A few months ago, I had a similar revelation listening to middayer Helen Little on WLTW (Lite FM) New York. Little did a “handshake break” — the first one of the show – that was “happy Friday,” “got any weekend plans?” and “it’s going to be a nice day.” Later that hour, she encouraged listeners to make time to enjoy the beautiful weather, even if it was just going to the window.

Little is a great jock, was a talented programmer, and has been one of my favorite people in the business for 30 years. She is one of Lite FM’s strengths. WKST has been one of CHR’s biggest surprise comebacks. I share stories like the above very cautiously because so much of the campaign against local personality for the last 25 years has been hinged on “couldn’t a voice-tracker do that?” Or now, “couldn’t AI just talk about the weather and the ballgame?”

Tall Cathy Kiss 96.1 WKST-FM Pittsburgh
Tall Cathy

So if you think I am being in any way reductive about either host, you are missing my point. Part of what stood out about Kiss 96.1 under PD David Edgar was how much it felt like a classic full-service radio experience. Some of what I heard (sweepers about the Paris Olympics) were different. Some breaks and sweepers just made you feel more like somebody was on duty in a way that you don’t always get now. Teams of radio scientists are clearly trying to get AI to talk about the ballgame now and sound natural, but you already have somebody on your staff who knows how to do that.

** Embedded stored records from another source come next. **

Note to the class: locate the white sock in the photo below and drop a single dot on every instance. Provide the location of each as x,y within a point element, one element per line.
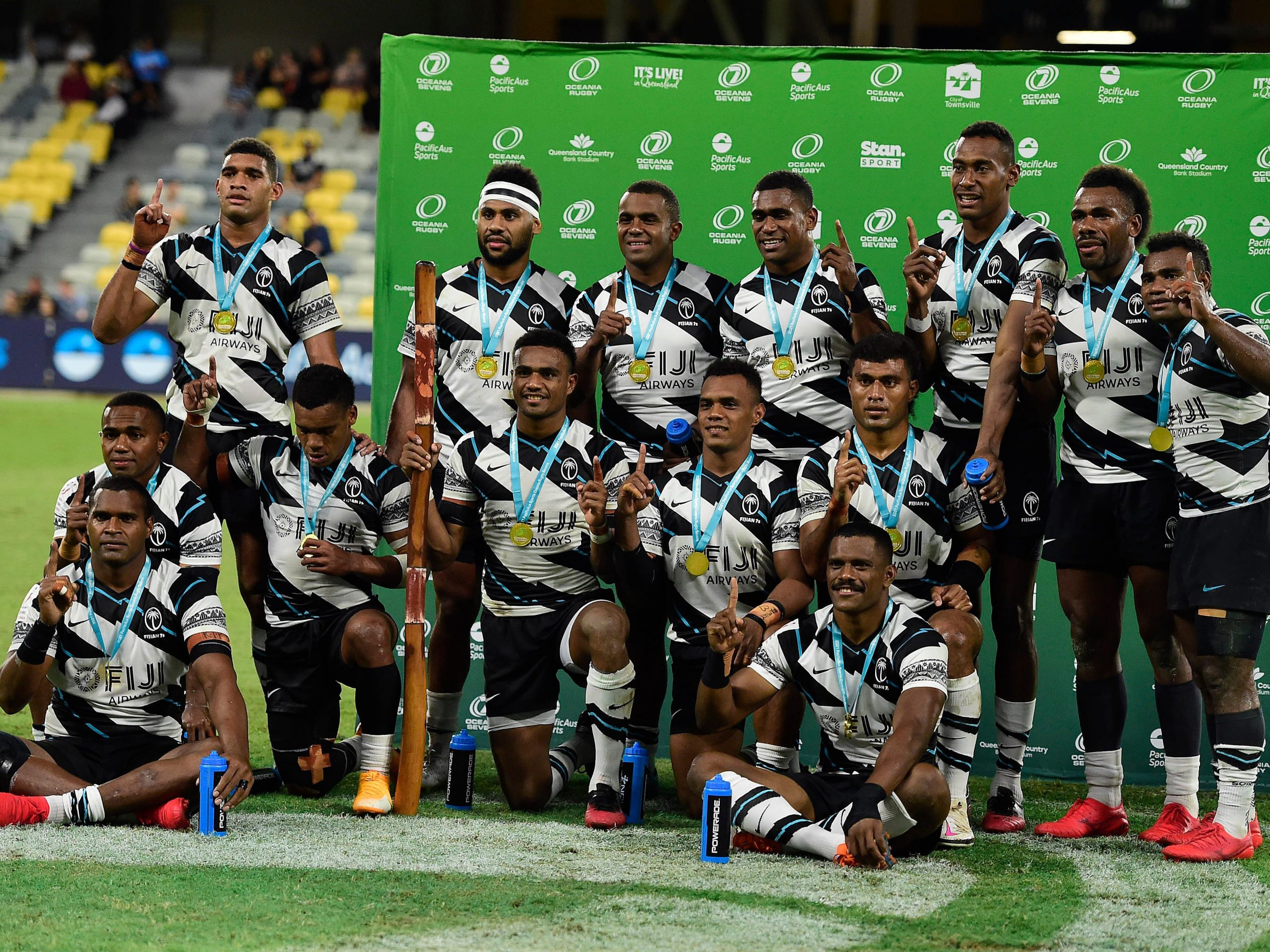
<point>958,731</point>
<point>1014,726</point>
<point>1182,782</point>
<point>377,753</point>
<point>1105,776</point>
<point>765,813</point>
<point>79,808</point>
<point>610,696</point>
<point>776,757</point>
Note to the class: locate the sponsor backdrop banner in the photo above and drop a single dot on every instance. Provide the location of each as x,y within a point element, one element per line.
<point>873,130</point>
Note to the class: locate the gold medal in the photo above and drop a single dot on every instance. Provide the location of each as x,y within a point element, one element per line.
<point>698,564</point>
<point>1161,440</point>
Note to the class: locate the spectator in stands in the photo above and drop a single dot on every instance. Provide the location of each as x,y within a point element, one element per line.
<point>74,85</point>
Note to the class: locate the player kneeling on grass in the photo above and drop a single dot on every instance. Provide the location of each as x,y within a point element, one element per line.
<point>876,676</point>
<point>325,508</point>
<point>548,545</point>
<point>115,631</point>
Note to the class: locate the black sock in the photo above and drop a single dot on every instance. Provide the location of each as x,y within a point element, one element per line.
<point>1180,709</point>
<point>1103,708</point>
<point>379,692</point>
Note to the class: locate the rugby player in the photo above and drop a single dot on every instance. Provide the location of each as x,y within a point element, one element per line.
<point>543,489</point>
<point>1216,414</point>
<point>325,508</point>
<point>892,474</point>
<point>243,293</point>
<point>483,306</point>
<point>651,371</point>
<point>115,631</point>
<point>683,536</point>
<point>876,677</point>
<point>969,289</point>
<point>1115,509</point>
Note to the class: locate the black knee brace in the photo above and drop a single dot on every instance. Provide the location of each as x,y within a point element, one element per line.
<point>1236,635</point>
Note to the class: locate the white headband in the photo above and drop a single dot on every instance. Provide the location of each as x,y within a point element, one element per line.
<point>512,194</point>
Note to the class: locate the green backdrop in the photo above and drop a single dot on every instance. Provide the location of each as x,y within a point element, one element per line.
<point>873,131</point>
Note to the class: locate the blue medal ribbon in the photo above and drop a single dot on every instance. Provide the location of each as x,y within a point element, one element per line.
<point>889,515</point>
<point>963,294</point>
<point>121,633</point>
<point>644,338</point>
<point>225,296</point>
<point>525,509</point>
<point>785,336</point>
<point>1094,342</point>
<point>312,521</point>
<point>491,339</point>
<point>700,540</point>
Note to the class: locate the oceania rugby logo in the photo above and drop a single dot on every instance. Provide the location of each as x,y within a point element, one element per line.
<point>579,212</point>
<point>431,206</point>
<point>879,221</point>
<point>656,143</point>
<point>1193,225</point>
<point>886,75</point>
<point>435,64</point>
<point>808,146</point>
<point>728,218</point>
<point>1042,78</point>
<point>1199,80</point>
<point>1115,151</point>
<point>733,75</point>
<point>583,69</point>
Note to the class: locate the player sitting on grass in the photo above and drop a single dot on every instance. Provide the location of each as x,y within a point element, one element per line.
<point>548,545</point>
<point>325,508</point>
<point>876,674</point>
<point>115,631</point>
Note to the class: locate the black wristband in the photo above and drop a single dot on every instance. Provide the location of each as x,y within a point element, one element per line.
<point>35,648</point>
<point>714,674</point>
<point>965,574</point>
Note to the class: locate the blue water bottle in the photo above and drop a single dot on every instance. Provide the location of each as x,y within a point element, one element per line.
<point>715,821</point>
<point>463,772</point>
<point>994,516</point>
<point>632,782</point>
<point>211,818</point>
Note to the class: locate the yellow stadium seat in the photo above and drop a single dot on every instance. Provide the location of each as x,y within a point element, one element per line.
<point>339,179</point>
<point>324,200</point>
<point>270,98</point>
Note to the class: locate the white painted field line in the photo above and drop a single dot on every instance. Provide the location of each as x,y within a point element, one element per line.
<point>480,847</point>
<point>1140,900</point>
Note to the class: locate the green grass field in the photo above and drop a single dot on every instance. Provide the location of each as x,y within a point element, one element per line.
<point>309,875</point>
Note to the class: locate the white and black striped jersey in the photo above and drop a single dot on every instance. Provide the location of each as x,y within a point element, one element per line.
<point>1025,252</point>
<point>1107,425</point>
<point>371,502</point>
<point>931,515</point>
<point>1221,425</point>
<point>815,404</point>
<point>911,654</point>
<point>284,298</point>
<point>760,521</point>
<point>140,690</point>
<point>556,567</point>
<point>464,402</point>
<point>187,530</point>
<point>685,342</point>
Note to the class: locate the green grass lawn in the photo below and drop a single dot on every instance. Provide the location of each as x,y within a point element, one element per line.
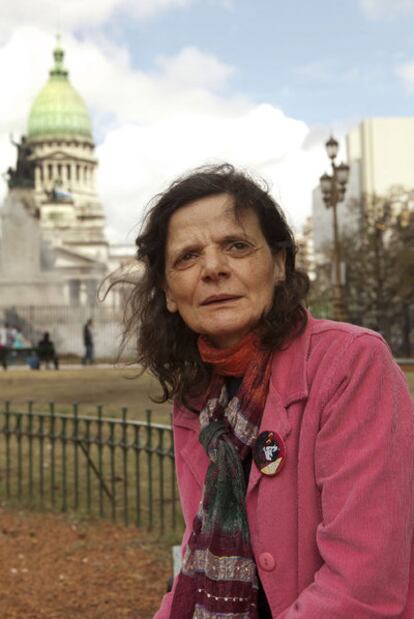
<point>113,388</point>
<point>410,379</point>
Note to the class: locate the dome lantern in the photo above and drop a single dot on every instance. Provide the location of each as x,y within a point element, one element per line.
<point>59,112</point>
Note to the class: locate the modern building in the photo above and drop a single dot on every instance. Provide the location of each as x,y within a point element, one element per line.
<point>379,152</point>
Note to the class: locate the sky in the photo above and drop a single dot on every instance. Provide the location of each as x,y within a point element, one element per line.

As a radio fan, the breaks I’ve always quoted to other radio people are the bravura pieces of writing — the punchlines that I remember decades later. When I wrote an article about what I would have personalities talk about “If I Had Six Breaks an Hour,” I admit that the basics weren’t specifically among them. But I did ask for more localism, and talking about the Pirates certainly counts. 

Some of this, frankly, might have been about my own ability to volley back in some conversations. I envy people who can talk to anybody about anything. As basic as it seems, I am sometimes not ready for “nice day, isn’t it?” I always want to start the conversation further in. But I should stop and enjoy my beautiful day more often, too. 

As it happens, I’m also increasingly aware of how many radio people are better at small talk on the radio than at the supermarket checkout. But as more checkout lines become self-service, I miss that interaction, too. Part of radio’s value in a post-COVID world is to provide the small interpersonal dealings that on-site co-workers no longer offer every day. The essence of personality on a WLTW-style AC has always been the brush strokes that embellish station business, even if it just reading those liners with vocal nuance. 

There is a talent in being able to talk to listeners in a way that their friends and co-workers can. There is a talent in being able to entertain in a way that those friends and co-workers cannot. Radio found its place with both “aircheck moments” — those bits or breaks remembered years later — and small moments. I am increasingly happy to encounter either.